Finding out who is funding whose campaign has never been easier in Hawaii, thanks to the state Campaign Spending Commission’s new online dashboard for the 2018 election.
Commission staff say the data visualization app boosts transparency and accountability in elections while helping the public follow the money of candidates seeking state and county offices.
“It’s super cool,” Common Cause Hawaii Executive Director Corie Tanida said during a tutorial about the new site at the commission’s meeting Wednesday.
Click below to enter the dashboard with a display of the top money-raising candidates:
Jamie Shell of Socrata (now Tyler Technologies), the firm contracted to develop the tool, said he approached it from the standpoint of whether his mother-in-law would be able to make sense of the data.
This new visualization tool meets that threshold, he said, noting how users don’t have to be proficient in Excel or some other program to sort through the data and pull out what’s relevant to them.
“We were already way far ahead of most places,” Commission Chair Bryan Luke said, referring to how Hawaii stacked up against other states in terms of publicly accessible campaign finance data. “This just makes it even better.”
In a couple clicks, you can see that Gov. David Ige has raised and spent more money on his bid for another four-year term than any other candidate in any race, for instance.
Campaign Spending Commission Associate Director Tony Baldomero worked with Socrata to develop a new campaign finance visualization tool for the public.
Nathan Eagle/Civil Beat
Congresswoman Colleen Hanabusa, who lost to Ige in the Aug. 11 Democratic primary, was not far behind. And the site shows how she actually raised and spent more in the months leading up to the election.
The commission’s app lets users see the big picture, like how Hawaii candidates have collectively raised $2.7 million so far in 2018 alone. They spent about $4 million this year, mostly on advertising.
And the site lets users drill into the data to quickly see candidates’ biggest contributors, what time frame they raised the most money in and where it came from. In the lieutenant governor’s race, were they gearing up several months in advance, like Sen. Jill Tokuda, or did they hit their fundraising stride closer to the primary, like Kauai Mayor Bernard Carvalho Jr.?
The options are nearly endless as far as ways to sort and manipulate the information to pull out whatever is most relevant. And it’s not limited to candidates.
The dashboard also creates interactive charts for independent expenditure committees, which include super PACs and other groups that together pour millions of dollars into ads trying to sway voters.

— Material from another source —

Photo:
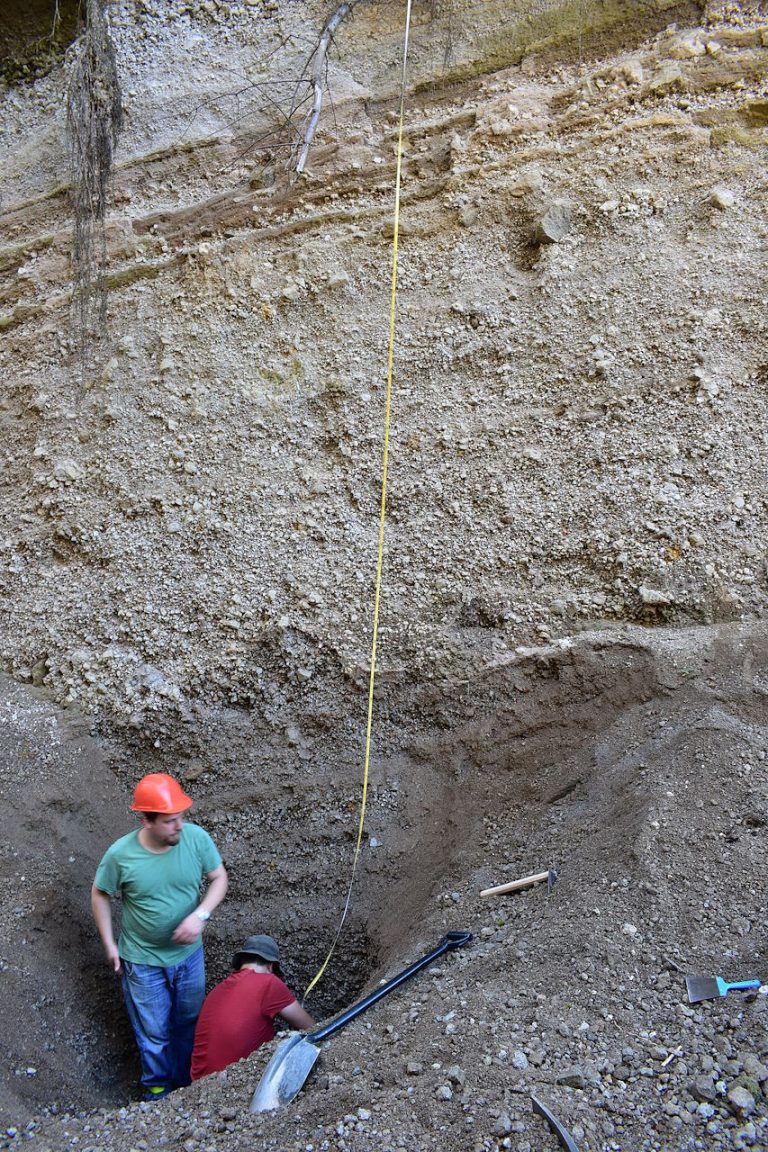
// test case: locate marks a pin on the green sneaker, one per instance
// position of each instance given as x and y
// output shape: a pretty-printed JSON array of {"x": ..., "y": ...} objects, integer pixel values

Click below to enter the dashboard with a display of the biggest-spending candidates:
Sen. Josh Green, who beat Tokuda, Carvalho and two other candidates in the LG race, received the most help from outside money. The carpenters union and other political action committees spent $1 million to help him win the Democratic primary.
Hanabusa received the second most with about $920,000 in independent expenditures supporting her campaign, followed by Ige, who also had more money spent to oppose him than any candidate.
“We are very excited to offer this newest campaign spending visualization app to the public and hope that it will generate greater interest and voter participation as we approach the Nov. 6 general election,” Kristin Izumi-Nitao, the commission’s executive director, said.